Project Archive

These are the list of Part II/MPhil ACS projects from previous years.

Cypher to SQL

Cypher is a powerful graph query language created by the developers of Neo4J, it offers a succinct way to represent complex and large queries over graph data. However Neo4J itself is a relatively slow database, at least until you are scaling to several database servers working in coordination.

As a compromise, this project would investigate if a more performant solution could be found by implementing a translator from a subset of Cypher to SQL, and then running the backend data store on a fast SQL database such as postgress. The project would be easily evaluated by comparing the speed of various operations when performed on a Neo4J database, using their system, or written natively in SQL.

Several extensions to the project are available. Firstly attempting to more completely map the Cypher language. Secondly, Cypher currently has no primitives for defining stored procedures, so a student could look at extending the Cypher language to allow for stored procedures, and implementing these under the hood using SQL stored procedures.

Contact: Dr R. Sohan

Library-level Fault Injection

A typical application interacts with the kernel using the standard C library which acts as a wrapper around the system calls, abstracting away the complexity associated with the system call mechanism which can be platform and architecture dependant.

Under most conditions these system/library calls behave as expected but under certain run-time environment conditions these calls may return valid but unexpected values. For e.g. a write may return a disk full error or a read may return fewer number of bytes that expected. Previous work has shown that few applications test for these errors and most will fail if one of the more rare errors is returned.

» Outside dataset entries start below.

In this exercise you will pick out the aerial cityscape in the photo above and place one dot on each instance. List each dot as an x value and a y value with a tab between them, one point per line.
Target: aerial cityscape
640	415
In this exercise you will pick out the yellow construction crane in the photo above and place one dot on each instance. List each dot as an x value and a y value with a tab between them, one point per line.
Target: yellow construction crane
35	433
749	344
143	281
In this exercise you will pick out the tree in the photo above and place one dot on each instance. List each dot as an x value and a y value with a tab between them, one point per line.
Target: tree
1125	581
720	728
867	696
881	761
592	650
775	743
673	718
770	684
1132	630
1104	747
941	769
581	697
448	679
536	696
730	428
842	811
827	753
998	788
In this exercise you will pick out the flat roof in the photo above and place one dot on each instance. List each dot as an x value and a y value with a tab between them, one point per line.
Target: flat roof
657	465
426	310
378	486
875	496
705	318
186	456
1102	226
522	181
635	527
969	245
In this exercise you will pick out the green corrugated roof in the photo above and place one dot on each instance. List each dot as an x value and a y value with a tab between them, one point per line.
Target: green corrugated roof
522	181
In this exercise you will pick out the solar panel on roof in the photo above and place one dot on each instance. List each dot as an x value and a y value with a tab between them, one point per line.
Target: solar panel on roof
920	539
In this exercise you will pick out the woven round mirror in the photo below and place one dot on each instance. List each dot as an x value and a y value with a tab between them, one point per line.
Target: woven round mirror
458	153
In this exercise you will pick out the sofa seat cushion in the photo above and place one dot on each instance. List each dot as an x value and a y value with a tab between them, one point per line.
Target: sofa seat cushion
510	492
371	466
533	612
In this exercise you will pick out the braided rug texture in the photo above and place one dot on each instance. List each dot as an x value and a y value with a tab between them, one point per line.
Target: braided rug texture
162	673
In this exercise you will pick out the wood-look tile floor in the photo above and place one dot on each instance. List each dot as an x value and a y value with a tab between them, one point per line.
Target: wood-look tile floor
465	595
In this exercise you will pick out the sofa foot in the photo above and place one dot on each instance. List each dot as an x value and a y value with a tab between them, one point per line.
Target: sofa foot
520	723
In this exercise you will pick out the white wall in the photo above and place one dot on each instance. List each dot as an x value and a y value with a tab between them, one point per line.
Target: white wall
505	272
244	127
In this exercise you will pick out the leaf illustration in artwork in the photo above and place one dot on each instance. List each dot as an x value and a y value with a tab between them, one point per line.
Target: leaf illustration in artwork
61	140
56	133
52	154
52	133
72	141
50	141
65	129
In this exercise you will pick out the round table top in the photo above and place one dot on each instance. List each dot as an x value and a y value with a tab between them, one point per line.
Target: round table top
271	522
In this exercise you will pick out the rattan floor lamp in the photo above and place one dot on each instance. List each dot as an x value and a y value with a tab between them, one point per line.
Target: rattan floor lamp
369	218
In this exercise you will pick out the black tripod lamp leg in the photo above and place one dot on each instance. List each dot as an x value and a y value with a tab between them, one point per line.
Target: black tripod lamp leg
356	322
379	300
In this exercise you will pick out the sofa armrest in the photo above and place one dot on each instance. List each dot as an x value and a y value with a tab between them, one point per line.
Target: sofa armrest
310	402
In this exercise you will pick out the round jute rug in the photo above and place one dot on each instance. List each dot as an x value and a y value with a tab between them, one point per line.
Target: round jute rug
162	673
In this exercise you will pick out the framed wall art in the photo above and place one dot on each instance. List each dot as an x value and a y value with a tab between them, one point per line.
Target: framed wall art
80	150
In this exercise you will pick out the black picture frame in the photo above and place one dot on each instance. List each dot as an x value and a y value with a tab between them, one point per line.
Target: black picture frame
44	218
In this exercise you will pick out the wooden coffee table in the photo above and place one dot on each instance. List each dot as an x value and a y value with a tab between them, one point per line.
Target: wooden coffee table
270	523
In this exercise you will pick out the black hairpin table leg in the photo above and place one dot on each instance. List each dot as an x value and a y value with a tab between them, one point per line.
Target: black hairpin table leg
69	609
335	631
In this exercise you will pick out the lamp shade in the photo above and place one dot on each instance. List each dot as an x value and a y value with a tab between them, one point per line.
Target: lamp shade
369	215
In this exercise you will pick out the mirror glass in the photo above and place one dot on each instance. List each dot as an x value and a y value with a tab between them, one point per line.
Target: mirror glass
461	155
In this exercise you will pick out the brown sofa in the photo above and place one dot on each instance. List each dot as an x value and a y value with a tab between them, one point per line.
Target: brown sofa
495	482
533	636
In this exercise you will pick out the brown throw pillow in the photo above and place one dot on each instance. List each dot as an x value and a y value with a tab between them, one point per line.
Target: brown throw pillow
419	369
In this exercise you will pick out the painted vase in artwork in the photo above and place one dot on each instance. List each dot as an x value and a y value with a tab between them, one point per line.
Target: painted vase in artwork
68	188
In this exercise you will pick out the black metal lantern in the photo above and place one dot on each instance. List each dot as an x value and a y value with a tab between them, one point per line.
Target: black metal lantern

The goal of this project is to create a framework to allow programmers to test against, mask and mitigate these errors by interposing between the application and library call interface. For MPhil students this could be extended to a comprehensive survey of popular application response to system-call errors.

This project was completed in 2015-2016 by Laurynas Karazija: New students can either re-attempt the project in full, with Laurynas's system offering a benchmarking point. Or there are several extensions to the project that are available that Laurynas's work has shown.

Firstly there is an interesting amount of work in determining if a program has failed while it is under fault injection. This task is heavily non-trivial as the system would need to be able to distinguish between faults that have been handled and ones that have caused a failure. Also it should be able to differentiate successfully between graceful and non-graceful failure.

Secondly there is notable work in automatically determining the possible error modes of library code. This can be attempted by parsing the library binary and attempting to determine, by static code analysis or otherwise, what possible error conditions the code can produce. A useful result for this would be checking how accurate the error details on man pages are, and possibly auto-generating corrections.

As part of the OPUS project in FRESCO we have an implementation of a library level interposition framework to capture provenance. This codebase can be made available for the purposes of this project.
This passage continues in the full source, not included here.